If I must be frank, ”AUSTRALIA” is not the type of film I could see earning nominations for any major movie awards. Except for one possible category. It is not perfect film. Let me rephrase that. ”AUSTRALIA” struck me as the type of popcorn epic that would be more appreciated during the summer season. Personally, I would compare it to Michael Bay’s 2001 film, ”PEARL HARBOR”. Only the latter struck me as slightly superior. Thanks to Luhrmann’s direction and the screenplay he co-wrote with Beattie, Flanagan and Harwood, ”AUSTRALIA” had the bad luck to be marred by overblown melodrama that had seen its heyday in television soap operas like ”DYNASTY”. This seemed very apparent in the film’s last act that followed the Darwin bombing. Obstacle after contrived obstacle popped up endlessly to prevent Sarah Ashley, the Drover and Nullah from enjoying a tearful reunion.

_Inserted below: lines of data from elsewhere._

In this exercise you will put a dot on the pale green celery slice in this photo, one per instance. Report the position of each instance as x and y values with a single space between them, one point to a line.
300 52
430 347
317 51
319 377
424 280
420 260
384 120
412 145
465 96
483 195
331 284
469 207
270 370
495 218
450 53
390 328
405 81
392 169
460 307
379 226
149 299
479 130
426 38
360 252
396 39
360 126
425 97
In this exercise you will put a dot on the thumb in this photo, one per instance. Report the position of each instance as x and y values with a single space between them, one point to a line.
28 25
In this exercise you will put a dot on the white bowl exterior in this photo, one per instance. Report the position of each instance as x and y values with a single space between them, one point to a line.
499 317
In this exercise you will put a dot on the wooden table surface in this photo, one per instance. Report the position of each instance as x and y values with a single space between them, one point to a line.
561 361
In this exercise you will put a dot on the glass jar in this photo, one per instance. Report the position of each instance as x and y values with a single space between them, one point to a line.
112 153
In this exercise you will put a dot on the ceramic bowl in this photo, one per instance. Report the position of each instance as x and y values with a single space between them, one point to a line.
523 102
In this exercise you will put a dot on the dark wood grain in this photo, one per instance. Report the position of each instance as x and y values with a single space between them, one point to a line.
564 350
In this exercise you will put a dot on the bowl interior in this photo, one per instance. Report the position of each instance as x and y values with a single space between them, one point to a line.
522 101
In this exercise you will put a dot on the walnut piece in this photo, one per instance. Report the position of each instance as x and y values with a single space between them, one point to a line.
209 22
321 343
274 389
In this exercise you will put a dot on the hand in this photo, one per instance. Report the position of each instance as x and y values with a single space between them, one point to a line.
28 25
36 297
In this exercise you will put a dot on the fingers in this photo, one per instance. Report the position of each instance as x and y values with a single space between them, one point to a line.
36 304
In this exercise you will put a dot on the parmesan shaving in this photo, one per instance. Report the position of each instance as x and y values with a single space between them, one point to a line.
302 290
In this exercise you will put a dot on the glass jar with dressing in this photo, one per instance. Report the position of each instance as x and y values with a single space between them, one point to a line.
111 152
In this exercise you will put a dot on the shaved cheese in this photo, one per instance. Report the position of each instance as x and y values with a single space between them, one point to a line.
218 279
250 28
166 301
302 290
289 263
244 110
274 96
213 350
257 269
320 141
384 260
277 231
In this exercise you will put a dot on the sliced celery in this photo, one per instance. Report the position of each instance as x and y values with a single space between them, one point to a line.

Another aspect of the film that annoyed me was its first twenty minutes that introduced the main characters. Quite frankly, those early scenes baffled me. What exactly was Luhrmann trying to achieve? I found myself watching a badly acted spoof on costume epics or Australian culture with exaggerated performances by Kidman, Jackman and Jack Thompson, who portrayed Lady Ashley’s alcoholic accountant, Kipling Flynn. Speaking of Thompson, the poor man seemed truly wasted in this film. He only hung around long enough to give an over-the-top portrayal of a drunken man who ends up being killed by stampeding cattle. And all of this happened before the first hour.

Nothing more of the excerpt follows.